FLINTSTONE, Md. (AP) — Dozens of folk-dancing families are clogging in the new year at the Rocky Gap Lodge and Golf Resort.

The five-day Terpsichore’s Holiday camp is sponsored by the Lloyd Shaw Foundation, a national organization dedicated to preserving American folk music and dance.

More than 150 participants, mostly from the East Coast and Appalachia, are staying at the resort near Cumberland through today, learning Appalachian clogging as well as contras, squares, waltzes and other dances.

The program includes storytelling, singing and hiking in Rocky Gap State Park, which surrounds the conference center.

“It’s a wonderful, marvelous experience,” said Marilyn Melbourne, who came from Philadelphia with her daughter, son-in-law and their children.

Participants range in age from 2 to 80, said camp co-director Bob Mathis of Chevy Chase, who brought his wife, Tali, his in-laws and his wife’s brother, uncle, cousin and several of their children.

“It’s important that people share among generations. There are very few safe places today where somebody in their 80s can dance or sing or break bread with people 20 or 30 years younger,” Mr. Mathis told the Cumberland Times-News.
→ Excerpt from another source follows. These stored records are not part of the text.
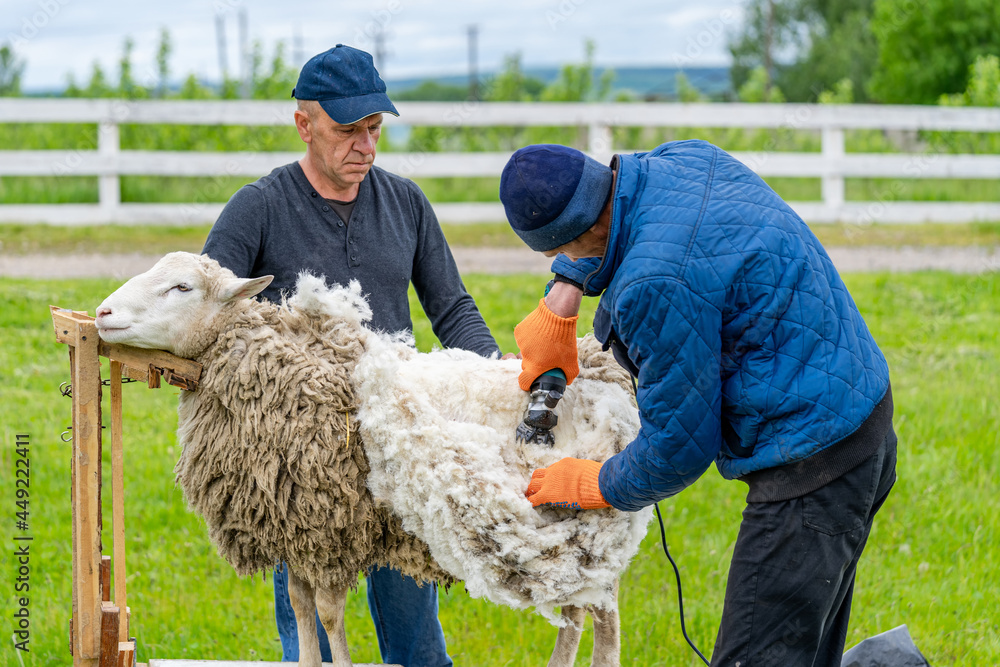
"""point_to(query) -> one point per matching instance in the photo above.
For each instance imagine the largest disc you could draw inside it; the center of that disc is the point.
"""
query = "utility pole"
(379, 50)
(473, 31)
(298, 49)
(245, 73)
(220, 41)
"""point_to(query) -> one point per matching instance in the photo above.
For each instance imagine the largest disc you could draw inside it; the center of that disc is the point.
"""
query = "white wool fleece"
(439, 433)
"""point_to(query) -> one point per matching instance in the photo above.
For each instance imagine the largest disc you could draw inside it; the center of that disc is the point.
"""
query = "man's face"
(342, 153)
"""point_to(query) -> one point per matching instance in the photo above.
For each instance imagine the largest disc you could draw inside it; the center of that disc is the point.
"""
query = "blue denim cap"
(552, 194)
(345, 83)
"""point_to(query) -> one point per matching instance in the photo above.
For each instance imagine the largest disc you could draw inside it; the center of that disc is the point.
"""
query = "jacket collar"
(626, 186)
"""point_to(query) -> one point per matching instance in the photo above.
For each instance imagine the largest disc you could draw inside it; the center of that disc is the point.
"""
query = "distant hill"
(652, 83)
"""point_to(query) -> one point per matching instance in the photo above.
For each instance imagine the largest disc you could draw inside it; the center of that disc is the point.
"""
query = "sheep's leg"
(607, 635)
(331, 602)
(303, 598)
(568, 640)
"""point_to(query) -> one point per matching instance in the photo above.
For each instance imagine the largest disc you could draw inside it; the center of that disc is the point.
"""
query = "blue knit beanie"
(552, 194)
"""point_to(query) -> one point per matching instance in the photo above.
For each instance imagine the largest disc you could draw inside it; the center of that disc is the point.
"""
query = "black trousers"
(788, 600)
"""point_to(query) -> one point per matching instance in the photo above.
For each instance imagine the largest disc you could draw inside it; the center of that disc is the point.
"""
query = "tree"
(771, 30)
(925, 48)
(163, 62)
(756, 89)
(805, 46)
(984, 85)
(841, 45)
(279, 82)
(11, 69)
(126, 82)
(512, 84)
(576, 82)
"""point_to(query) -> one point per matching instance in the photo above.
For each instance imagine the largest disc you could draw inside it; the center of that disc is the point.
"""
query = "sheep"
(316, 441)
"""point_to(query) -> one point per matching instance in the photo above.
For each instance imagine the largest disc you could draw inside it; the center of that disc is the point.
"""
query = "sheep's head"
(174, 305)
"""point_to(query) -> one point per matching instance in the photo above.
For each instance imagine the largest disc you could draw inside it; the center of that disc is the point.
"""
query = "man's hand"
(570, 483)
(546, 341)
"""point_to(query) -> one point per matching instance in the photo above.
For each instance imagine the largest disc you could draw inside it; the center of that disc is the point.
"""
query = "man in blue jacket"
(747, 350)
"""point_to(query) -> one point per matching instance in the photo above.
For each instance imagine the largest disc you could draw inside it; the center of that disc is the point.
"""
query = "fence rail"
(832, 165)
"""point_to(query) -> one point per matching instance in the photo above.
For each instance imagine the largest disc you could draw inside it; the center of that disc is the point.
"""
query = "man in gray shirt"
(333, 213)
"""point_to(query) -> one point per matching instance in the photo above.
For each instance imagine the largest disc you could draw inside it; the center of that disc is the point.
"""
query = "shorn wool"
(271, 457)
(316, 441)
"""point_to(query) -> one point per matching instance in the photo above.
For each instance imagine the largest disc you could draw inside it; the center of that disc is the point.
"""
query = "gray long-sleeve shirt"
(281, 226)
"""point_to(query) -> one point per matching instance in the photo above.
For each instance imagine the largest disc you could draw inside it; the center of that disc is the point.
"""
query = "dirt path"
(517, 260)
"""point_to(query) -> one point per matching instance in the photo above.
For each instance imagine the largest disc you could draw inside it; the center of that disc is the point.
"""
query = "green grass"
(158, 240)
(931, 562)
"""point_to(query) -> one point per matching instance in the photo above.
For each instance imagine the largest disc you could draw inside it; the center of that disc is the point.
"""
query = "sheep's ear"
(243, 288)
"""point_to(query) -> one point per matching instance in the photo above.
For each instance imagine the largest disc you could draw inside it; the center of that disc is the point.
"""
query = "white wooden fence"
(833, 164)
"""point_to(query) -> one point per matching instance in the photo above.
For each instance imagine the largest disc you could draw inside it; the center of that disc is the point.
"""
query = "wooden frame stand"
(99, 628)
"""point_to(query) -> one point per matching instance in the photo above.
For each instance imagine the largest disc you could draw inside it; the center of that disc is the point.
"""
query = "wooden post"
(118, 497)
(99, 627)
(86, 494)
(833, 181)
(108, 184)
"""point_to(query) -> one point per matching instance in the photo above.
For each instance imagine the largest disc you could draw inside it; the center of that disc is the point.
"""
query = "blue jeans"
(404, 613)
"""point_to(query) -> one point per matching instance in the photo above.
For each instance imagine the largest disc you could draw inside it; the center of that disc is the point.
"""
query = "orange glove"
(570, 483)
(546, 341)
The camp is named for Terpsichore (pronounced “terp-SIK-ih-ree”), the Greek mythological muse of the dance. It is one of three annual dance camps sponsored by the foundation, which was established in 1964 to honor the memory of Lloyd “Pappy” Shaw, an educator and folk dance teacher from Colorado Springs, Colo. The other camps are held in Black Forest, Colo., and Nancy, Ky.

The musicians at Rocky Gap came from as far away as Frankfort, Ky., and Atlanta.

“It’s not unusual for people to use this as a gathering place from other parts of the country,” said Jeff Kenton, the camp’s other co-director.

He said he and his family started dancing four years ago.

“It was something as a family we could do together. It’s wholesome, fun and very special,” Mr. Kenton said. “In this world of violent television, computers that disconnect people, it’s an alternative to mainstream culture.”

Sylvia Malm of Falls Church said she and her daughters, Annie, 8, and Cami, 5, were attending for their third year.

“My girls really love it — the arts and crafts, the kids’ dances. It’s nice. They feel part of a community,” she said. “It’s nice for me, too — no cooking.”